Thanks to a $1 million National Cancer Institute grant, a Wilmot Cancer institute hematologist and oncologist is launching a clinical trial using hyperbaric oxygen therapy to improve the recovery of people with multiple myeloma who are treated with a stem cell transplant using their own blood.
Hyperbaric oxygen therapy is well-established as a treatment for decompression sickness and wound healing, but is not often used in cancer care. It involves a person going into a pressurized chamber and breathing 100 percent oxygen.
Omar Aljitawi, M.D., associate professor of Hematology/Oncology at the Wilmot, received the NCI funding for a three-year project based on earlier pilot studies showing that oxygen therapy was safe and effective at stimulating healthy blood production following stem cell transplantation.
Multiple myeloma is a cancer that accumulates in the bone marrow and interferes with blood cell production; a blood stem cell transplant helps to control the disease and improves quality of life. Aljitawi believes that patients who undergo a transplant for multiple myeloma may benefit from the addition of hyperbaric oxygen therapy.
In the upcoming study at Wilmot, which is expected to begin next month, Aljitawi and his team will also investigate whether hyperbaric oxygen improves the recovery of a type of white cell called “natural killer cells” or NK cells, which are key components of the body’s immune system. If hyperbaric oxygen therapy boosts NK cells, he said, it has the potential to control the myeloma after the transplant.
Patients will receive their own blood stem cells, which will be removed from the body and then re-infused after high-dose chemotherapy to kill the cancer. Some patients will be randomly assigned to the additional oxygen therapy. Aljitawi is collaborating with hyperbaric oxygen therapy experts at the University of Rochester Medical Center and Wilmot experts in the blood and marrow transplant program—which is among the largest BMT centers in New York—as well as the University of Kansas Cancer Center, where he was on faculty before joining the URMC in 2016.

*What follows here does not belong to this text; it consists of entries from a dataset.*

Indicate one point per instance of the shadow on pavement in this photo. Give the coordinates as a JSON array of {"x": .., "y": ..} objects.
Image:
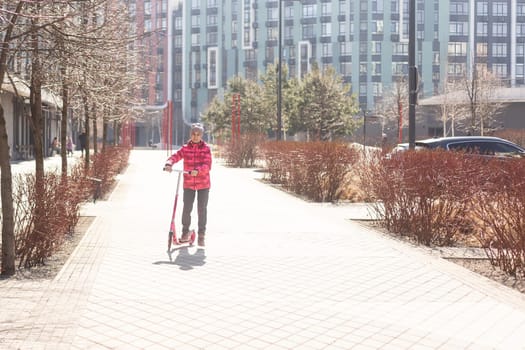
[{"x": 184, "y": 259}]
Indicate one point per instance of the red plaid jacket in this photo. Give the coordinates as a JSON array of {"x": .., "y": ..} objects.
[{"x": 196, "y": 156}]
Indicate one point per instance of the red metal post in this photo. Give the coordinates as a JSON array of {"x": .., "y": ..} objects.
[
  {"x": 238, "y": 116},
  {"x": 400, "y": 136}
]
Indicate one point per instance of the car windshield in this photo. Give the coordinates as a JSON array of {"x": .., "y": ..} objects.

His earlier research explored the cellular signaling involved in a process known as stem cell homing. It pinpointed a problem for some patients who receive stem cell transplants for blood cancers: During a critical time—when newly infused, healthy stem cells are migrating to the bone marrow to set up production or engraftment—high levels of a hormone known as erythropoietin (EPO) can cause poor engraftment by interrupting the homing process.
But when EPO signaling is blocked and the hormone levels are reduced, he discovered, transplants are more effective. Hyperbaric oxygen is one safe and relatively inexpensive way to reduce EPO, he said, because it does not require manipulation of the stem cells. In two pilot studies, almost all patients who received umbilical cord blood transplants and autologous blood stem cell transplants tolerated the hyperbaric oxygen therapy well, and those who received the hyperbaric oxygen recovered faster than their counterparts who did not receive hyperbaric oxygen.